ML-Mamba: Efficient Multi-Modal Large Language Model Utilizing Mamba-2

Wenjun Huang,Jiakai Pan,Jiahao Tang,Yanyu Ding,Yifei Xing,Yuhe Wang,Zhengzhuo Wang,Jianguo Hu
2024-08-21
Abstract:Multimodal Large Language Models (MLLMs) have attracted much attention for their multifunctionality. However, traditional Transformer architectures incur significant overhead due to their secondary computational complexity. To address this issue, we introduce ML-Mamba, a multimodal language model, which utilizes the latest and efficient Mamba-2 model for inference. Mamba-2 is known for its linear scalability and fast processing of long sequences.

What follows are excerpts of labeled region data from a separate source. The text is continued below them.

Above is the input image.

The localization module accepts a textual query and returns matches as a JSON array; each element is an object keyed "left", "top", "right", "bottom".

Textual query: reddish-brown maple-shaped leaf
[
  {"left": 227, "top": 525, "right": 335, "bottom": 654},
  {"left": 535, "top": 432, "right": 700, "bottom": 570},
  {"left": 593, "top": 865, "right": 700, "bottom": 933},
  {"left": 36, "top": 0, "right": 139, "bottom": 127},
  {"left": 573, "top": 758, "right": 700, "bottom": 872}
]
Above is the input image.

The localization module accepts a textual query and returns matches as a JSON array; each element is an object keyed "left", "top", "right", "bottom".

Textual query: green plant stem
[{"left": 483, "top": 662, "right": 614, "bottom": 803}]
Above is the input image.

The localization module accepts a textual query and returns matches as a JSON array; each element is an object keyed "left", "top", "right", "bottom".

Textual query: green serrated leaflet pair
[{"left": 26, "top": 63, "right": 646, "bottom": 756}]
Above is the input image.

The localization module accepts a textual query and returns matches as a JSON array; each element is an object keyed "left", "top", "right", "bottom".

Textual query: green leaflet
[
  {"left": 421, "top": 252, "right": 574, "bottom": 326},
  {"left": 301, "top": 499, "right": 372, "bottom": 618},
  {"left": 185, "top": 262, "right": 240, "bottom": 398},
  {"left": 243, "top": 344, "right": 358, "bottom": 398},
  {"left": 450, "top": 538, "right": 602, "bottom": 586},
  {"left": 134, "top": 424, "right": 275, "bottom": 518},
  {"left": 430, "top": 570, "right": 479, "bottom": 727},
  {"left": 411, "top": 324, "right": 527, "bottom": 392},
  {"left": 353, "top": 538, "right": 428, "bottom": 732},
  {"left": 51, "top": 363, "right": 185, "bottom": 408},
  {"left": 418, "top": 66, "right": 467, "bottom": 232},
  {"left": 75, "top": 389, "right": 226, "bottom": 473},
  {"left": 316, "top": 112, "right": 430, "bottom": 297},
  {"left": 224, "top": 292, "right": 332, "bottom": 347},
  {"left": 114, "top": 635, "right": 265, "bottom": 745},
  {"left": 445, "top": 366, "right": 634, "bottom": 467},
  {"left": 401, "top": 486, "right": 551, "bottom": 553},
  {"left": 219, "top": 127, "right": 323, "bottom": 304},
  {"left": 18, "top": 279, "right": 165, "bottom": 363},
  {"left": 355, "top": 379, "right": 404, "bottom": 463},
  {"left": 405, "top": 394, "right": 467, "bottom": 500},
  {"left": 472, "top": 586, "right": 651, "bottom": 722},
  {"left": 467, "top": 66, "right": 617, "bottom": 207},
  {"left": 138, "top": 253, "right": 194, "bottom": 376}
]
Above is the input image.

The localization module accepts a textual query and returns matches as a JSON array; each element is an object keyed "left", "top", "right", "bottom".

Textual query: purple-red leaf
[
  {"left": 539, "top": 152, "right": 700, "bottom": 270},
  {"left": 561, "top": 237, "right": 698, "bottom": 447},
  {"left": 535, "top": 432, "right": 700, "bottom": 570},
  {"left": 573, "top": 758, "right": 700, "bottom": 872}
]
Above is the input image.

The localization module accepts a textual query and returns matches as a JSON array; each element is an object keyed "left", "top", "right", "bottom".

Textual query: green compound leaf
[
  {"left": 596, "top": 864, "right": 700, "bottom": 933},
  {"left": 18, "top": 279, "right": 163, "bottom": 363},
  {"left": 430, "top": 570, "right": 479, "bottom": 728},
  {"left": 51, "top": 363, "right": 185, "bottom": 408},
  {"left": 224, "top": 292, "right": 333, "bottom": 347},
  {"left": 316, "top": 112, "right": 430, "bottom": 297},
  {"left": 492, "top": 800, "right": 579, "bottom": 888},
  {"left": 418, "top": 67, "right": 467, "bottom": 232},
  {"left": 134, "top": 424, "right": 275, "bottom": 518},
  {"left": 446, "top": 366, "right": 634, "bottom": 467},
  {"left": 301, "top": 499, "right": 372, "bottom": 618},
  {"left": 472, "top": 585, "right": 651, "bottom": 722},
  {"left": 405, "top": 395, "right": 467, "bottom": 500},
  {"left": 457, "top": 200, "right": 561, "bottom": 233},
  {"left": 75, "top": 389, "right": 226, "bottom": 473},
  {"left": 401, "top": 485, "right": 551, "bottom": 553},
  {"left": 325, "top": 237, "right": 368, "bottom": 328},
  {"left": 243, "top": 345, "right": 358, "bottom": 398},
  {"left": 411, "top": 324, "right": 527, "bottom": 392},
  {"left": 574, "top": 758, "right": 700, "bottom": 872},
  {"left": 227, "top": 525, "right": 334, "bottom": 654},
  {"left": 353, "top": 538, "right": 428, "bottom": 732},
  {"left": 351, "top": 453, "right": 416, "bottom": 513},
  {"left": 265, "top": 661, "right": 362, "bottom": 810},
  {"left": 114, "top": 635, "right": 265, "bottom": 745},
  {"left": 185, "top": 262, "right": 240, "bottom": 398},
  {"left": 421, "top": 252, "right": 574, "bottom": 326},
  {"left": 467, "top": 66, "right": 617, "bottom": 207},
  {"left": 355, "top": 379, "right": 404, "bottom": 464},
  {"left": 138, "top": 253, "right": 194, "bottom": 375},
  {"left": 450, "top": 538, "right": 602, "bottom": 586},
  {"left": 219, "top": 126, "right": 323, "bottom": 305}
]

We replace the Transformer-based backbone with a pre-trained Mamba-2 model and explore methods for integrating 2D visual selective scanning mechanisms into multimodal learning while also trying various visual encoders and Mamba-2 model variants. Our extensive experiments in various multimodal benchmark tests demonstrate the competitive performance of ML-Mamba and highlight the potential of state space models in multimodal tasks. The experimental results show that: (1) we empirically explore how to effectively apply the 2D vision selective scan mechanism for multimodal learning. We propose a novel multimodal connector called the Mamba-2 Scan Connector (MSC), which enhances representational capabilities. (2) ML-Mamba achieves performance comparable to state-of-the-art methods such as TinyLaVA and MobileVLM v2 through its linear sequential modeling while faster inference speed; (3) Compared to multimodal models utilizing Mamba-1, the Mamba-2-based ML-Mamba exhibits superior inference performance and effectiveness.
Computer Vision and Pattern Recognition,Artificial Intelligence,Computation and Language
What problem does this paper attempt to address?
The paper attempts to address the issues of improving computational efficiency and inference performance in multimodal large language models (MLLM). Specifically: 1. **Computational Efficiency Issue**: The traditional Transformer architecture faces quadratic computational complexity when handling long sequences, leading to low computational efficiency. The paper proposes a multimodal language model, ML-Mamba, based on the latest Mamba-2 model, aiming to solve this bottleneck through linear scalability and the ability to quickly process long sequences. 2. **Multimodal Task Performance**: Existing models are mostly based on the Transformer architecture, but their performance in multimodal tasks still needs improvement. ML-Mamba enhances representation capabilities by introducing innovative mechanisms such as the Mamba-2 Scan Connector (MSC) and demonstrates performance comparable to or even better than existing advanced methods in multiple benchmark tests. 3. **Integration of Visual Information**: Researchers have been exploring how to better combine visual information with textual information to address real-world challenges. ML-Mamba not only efficiently processes visual information but also achieves significant results in multiple multimodal tasks, particularly excelling in overcoming visual illusions and spatial relationship judgments. In summary, the paper aims to improve the computational efficiency and task performance of multimodal large language models by introducing new architectures and technologies.